Hi.
I’m a newbie in PyMC an am trying to model a problem:
- There are K sheep that are counting humans, where K is a RV from Bayesian inference
- Each individual sheep has a max human counter before they fall asleep, this is stored in the vector t \in \mathbb{R}^K
- Sheep are unobservant, so they have a probability p_c of detecting a human passing by and incrementing their count
- There are l humans passing by in total
- The matrix c\in \mathbb{R}^{l\times K} keeps track of each sheeps counter at the point of each humans passing
- For each passing, the amount of sheep falling asleep is observed and stored in a data set, and it is deterministically given by M_j=\sum_{i=1}^{K}{I(c_{ij}=t_i)}, where I is the indicator function. M_j is then used as a mean in a Binomial distribution into which the observations are passed
- The goal is to do inference on the distribution of max human counters t
The desired behaviour in more traditional Python code is given by:
m = [24, 14, 5, 2, 0, 0] # Observed data (amount of sheep falling asleep in each passing)
l = len(m) # Total amount of humans passed by
c_param = 1/20 # Parameter for a priori geometric distribution on max counter for each sheep
p_c = 0.4 # Detection probability
# Parameters for Binomial distribution approximating the normal:
p = lambda mu, sd: 1 - sd**2/mu
n = lambda mu, sd: mu / p(mu, sd)
sd = 1.2 # Standard deviation to be used in said distribution
# For the sampler:
n_samples = 5_000
tune = 2_500
with pm.Model() as max_counter_model:
# Amount of sheep K:
K = pm.Geometric("K", 1/5_000)
p_c = pm.Beta("p_c", alpha=11.20, beta=26.13) # Assuming the encounter probability to be centered around 0.3
like = pm.Binomial("like", p=p_c, n=K, observed=np.sum(m))
# Human counter:
t = pm.Geometric("t", c_param, size=K) # Max counter for each sheep
c = [] # Counter for each sheep at each human passing
for j in range(1, l+1):
c.append( pm.Binomial(f"c_{j}", p=p_c, n=j, size=K) )
m_det = at.sum(at.eq(c[j-1], t))
like = pm.Binomial(f"like_{j}", p=p(m_det, sd), n=n(m_det, sd), observed=m[j-1])
idata = pm.sample(draws=n_samples, tune=tune)
but this obviously does not work.
My questions are:
1
How can I define c as a tensor and broadcast in each human passing?

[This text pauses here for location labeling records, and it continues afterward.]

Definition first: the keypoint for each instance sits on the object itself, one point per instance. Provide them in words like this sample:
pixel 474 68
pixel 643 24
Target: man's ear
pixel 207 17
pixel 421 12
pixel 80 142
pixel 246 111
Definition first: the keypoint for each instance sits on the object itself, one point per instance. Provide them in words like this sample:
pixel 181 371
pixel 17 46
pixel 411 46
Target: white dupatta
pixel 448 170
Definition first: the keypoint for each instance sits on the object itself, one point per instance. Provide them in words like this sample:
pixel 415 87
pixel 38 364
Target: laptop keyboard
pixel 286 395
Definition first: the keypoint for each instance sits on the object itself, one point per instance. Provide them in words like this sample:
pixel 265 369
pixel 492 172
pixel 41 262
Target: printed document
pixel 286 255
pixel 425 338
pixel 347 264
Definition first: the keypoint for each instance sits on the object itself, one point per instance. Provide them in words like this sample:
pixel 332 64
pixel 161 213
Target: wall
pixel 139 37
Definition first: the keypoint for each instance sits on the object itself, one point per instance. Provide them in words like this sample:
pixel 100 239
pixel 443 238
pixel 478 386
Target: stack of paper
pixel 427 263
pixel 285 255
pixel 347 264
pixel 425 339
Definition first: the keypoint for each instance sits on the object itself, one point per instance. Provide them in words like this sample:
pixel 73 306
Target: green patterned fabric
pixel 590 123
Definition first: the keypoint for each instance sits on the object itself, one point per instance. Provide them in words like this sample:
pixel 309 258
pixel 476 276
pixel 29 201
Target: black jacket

I want to achieve something like
pm.Binomial(f"c", p=p_c, n=at.arange(1, l+1), size=(l, K))
such that each row in C is a K-dimensional vector of binomially distributed variables. Defining it like above yields a broadcasting error, defining it as the transpose gives some shape error down the line.
2
Say I do manage to define c appropriately. How can I iterate through the rows and calculate M_j? Do I have to use the aesara.scan
function or can I do it with a regular for-loop somehow?
3
Is it even possible to do inference this way using M_j as a mean in a binomial likelihood. The reason I’m doing it is because I know that observed deterministics are not supported, and this is my workaround. I have no idea if it works though.
I would really appreciate any help or someone just telling me it’s impossible. Critizism to my PyMC skills are also very welcome!
Thank you for reading